Description: The teeth are large and robust with serrated anterior and posterior margins. The largest tooth is a 72 mm in length but has lost its apex. It is relatively laterally compressed, laterally convex, and medially flat. Anterior serrations extend to the midpoint of the tooth with seven to eight serrations every five millimeters. Posterior serrations may reach the tooth base with eleven serrations every five millimeter span. Serration count, tooth morphology, and size approach Tarbosaurus .
Another tooth is relatively thickly rounded and elliptical in cross-section. The anterior and posterior serrations are asymmetrical, as on the anterior margin they occur more proximomedially and on the posterior margin occur more distomedially. The serrations reach the base of the crown on both sides.
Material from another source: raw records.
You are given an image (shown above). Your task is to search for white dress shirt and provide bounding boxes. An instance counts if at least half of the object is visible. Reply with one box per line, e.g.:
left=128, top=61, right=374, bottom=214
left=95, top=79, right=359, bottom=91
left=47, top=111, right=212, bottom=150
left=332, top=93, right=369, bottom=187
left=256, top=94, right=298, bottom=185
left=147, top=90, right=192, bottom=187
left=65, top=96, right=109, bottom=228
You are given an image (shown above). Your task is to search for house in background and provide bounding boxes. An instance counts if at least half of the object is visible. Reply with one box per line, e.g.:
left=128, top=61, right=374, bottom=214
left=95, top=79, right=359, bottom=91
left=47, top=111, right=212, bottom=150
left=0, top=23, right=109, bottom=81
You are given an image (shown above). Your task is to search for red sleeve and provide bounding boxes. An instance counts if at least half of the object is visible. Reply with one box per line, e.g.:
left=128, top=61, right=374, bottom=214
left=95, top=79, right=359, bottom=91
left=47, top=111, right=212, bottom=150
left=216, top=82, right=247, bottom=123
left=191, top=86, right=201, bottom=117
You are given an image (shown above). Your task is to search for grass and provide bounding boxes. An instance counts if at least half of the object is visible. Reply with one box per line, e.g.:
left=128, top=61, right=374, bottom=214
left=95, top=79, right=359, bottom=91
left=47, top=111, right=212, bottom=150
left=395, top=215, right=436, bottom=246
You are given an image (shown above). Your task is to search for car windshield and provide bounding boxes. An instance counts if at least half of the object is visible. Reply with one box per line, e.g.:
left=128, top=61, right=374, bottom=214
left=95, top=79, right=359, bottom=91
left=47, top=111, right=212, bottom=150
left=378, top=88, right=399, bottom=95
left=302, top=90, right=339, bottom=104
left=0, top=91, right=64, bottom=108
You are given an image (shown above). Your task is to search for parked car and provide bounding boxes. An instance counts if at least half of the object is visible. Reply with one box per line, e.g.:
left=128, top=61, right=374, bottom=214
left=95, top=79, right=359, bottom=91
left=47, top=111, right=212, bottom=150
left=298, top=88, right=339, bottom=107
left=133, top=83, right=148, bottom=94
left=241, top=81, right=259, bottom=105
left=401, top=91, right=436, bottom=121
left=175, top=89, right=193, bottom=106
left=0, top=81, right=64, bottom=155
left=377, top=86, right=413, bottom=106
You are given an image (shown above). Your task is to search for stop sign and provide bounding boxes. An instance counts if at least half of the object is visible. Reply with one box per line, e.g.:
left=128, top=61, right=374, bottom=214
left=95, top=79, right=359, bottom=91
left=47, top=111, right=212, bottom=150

Because the serrations are asymmetrical this tooth is undoubtedly a third right premaxillary tooth.
There is only a single platycoelous dorsal vertebra which is medially constricted with shallow pleurocoels and resembles that of a large theropod.
Discussion: Coelurosaur specimens were described by Young (1962) from the Nanxiong Basin, although theropods are currently rare. The specimens described above undoubtedly represent a large carnosaur species with characters leading to the diagnosis of the family Tyrannosauridae . The Nanxiong teeth are smaller than Tyrannosaurus from the Lance Fm. of North America and cf. T. rex from the Wangshi Group, of Shandong Province. Lateral compression, size, and condition of serrations approach Tarbosaurus from the Late Cretaceous of Mongolia. Thus, the Nanxiong specimens are provisionally assigned to this genus based upon their morphology and biogeography.